Since the U.S. Supreme Court’s decision in South Dakota v. Wayfair in June 2018, nearly every state and the District of Columbia has adopted provisions they believe comply with the new nexus standard. Only Florida and Missouri have yet to adopt an economic nexus standard of any kind. Both states have introduced bills in the current legislative session that would implement an economic nexus standard. However, both states introduced similar bills in previous sessions and failed to pass the legislation.
Many states initially adopted South Dakota’s standard of $100,000 of sales or 200 sales transactions through legislation or regulatory authority. Twenty-five states still use this threshold (Connecticut’s threshold is $100,000 of sales and 200 sales transactions). One state, Georgia, uses a threshold of $250,000 in sales or 200 transactions. Sixteen states are only using a sales threshold that ranges from a low of $100,000 in ten states to a high of $500,000 in three states.

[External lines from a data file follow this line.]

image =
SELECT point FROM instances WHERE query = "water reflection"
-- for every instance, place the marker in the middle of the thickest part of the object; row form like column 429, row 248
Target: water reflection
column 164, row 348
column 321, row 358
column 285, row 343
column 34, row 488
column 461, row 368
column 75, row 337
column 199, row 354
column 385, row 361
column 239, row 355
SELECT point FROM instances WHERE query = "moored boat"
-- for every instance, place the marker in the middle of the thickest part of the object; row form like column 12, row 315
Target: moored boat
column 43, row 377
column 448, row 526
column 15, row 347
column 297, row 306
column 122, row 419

The states continue to review and modify their standards to determine the best threshold for their state. Each state is trying to balance increasing tax collections without placing an undue burden on businesses and state resources. Although a low threshold increases the likelihood that a business will have to register for the sales tax and file returns, it also means that many businesses with little to no tax collections will be forced to file returns. These additional returns with little to no tax places a burden on state resources to open and maintain accounts and process returns.
Now that the Wayfair nexus standards have been in place for more than a year, businesses should continue to be diligent in reviewing their nexus creating activities.